The goal of that loop is to explain HOW I write, not WHAT I write.

An early finding: the calibration techniques aren't interchangeable, and they map to different contexts. A/B comparisons and anti-voice exercises (literally "How would you NOT want this to sound?") work very well in a voice session, while historical comparison can easily run async. That mapping makes voice work possible in time that was previously dead (driving, walking, waiting, or even sleeping) instead of demanding desk focus.

What the record looks like

I'm not going to publish the rules themselves. They're the point. They're the part that's mine, and they do the actual work. A list of "say it this way, not that way" would read as a style sheet anyone could lift, and it would miss what the rules actually encode. What's worth saying is the shape of what the method turns up.

Most entries aren't style fixes. They're moments where the AI made a choice I'd never make. When we work out why I was rejecting it, the reason is almost never grammar. It was usually about who I'm writing for, or how I want to come across. Those reasons are the durable part; the wording was just where they surfaced.

The file has a texture worth naming. Some are hard mechanical rules. I write Canadian English, and I reach for "--" instead of an em-dash. Others are positioning rules that reverse a default the AI reaches for from its training. A few are tensions the method surfaced and deliberately didn't resolve: two things I care about that pull against each other, logged as open questions instead of forced into a rule. And plenty of reviews end with nothing promoted at all, because the pattern was already captured. A confirmation that changes nothing is the guard working.

The counts, as of now: seven core principles locked in, plus a set of hard mechanical rules.

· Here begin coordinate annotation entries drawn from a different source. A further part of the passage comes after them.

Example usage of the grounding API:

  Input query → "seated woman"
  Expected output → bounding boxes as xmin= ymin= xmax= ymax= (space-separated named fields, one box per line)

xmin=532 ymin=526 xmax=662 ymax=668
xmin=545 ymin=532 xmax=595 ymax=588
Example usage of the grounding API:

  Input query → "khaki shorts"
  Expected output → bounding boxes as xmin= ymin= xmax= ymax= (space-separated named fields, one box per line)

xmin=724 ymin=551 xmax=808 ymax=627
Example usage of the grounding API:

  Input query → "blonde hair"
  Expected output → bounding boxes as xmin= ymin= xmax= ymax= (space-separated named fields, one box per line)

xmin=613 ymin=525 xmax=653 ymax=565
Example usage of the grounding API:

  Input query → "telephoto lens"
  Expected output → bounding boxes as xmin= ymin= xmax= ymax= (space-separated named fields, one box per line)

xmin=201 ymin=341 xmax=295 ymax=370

About six more candidates sit in a holding pattern, each seen once or twice but not yet enough to lock. A couple more are parked until I have real-world engagement data to judge them by. A few have been watched for weeks without recurring. That waiting is its own kind of answer: not every correction is a rule, and refusing to lock one in early is what keeps the file honest.

What happened

It outgrew the experiment. The plan was supposed to run in stages: a month building the baseline, then triangulation, then everyday use. Instead it collapsed into the thing it was designing. The loop now runs on real drafts (web copy, newsletters, posts), with the baseline file as its memory. The dated record: baseline established April 24; proposed-additions reviews late April, late May, early June, and this week. Some proposals lock in, some are dismissed as already captured, and the file changes slowly.

Some rules that started as voice corrections hardened into standing policy, applied to every draft before I see it: strip the predictable AI patterns, keep language about people concrete, never coin manufactured jargon. The corrections I make today sit higher up the stack than the ones I made in April.

Honest caveats

A sample of one person's voice, judged by that same person. "This sounds like me" is the outcome measure, and it's subjective by construction. Triangulation manages the overfitting risk but doesn't remove it: every input still arrives by way of correcting one particular AI's habits. Whether the process transfers to anyone else's voice is untested. There's no counterfactual either. I can't measure what my drafts would read like today without the calibration, and the correction-rate drop the design aims for isn't measured yet.

What's next

The loop keeps running on real work. The next formal checkpoint is a quarterly consolidation pass, to prune and check for drift. What's still open is whether this transfers: the principles are mine, but nothing about the method is.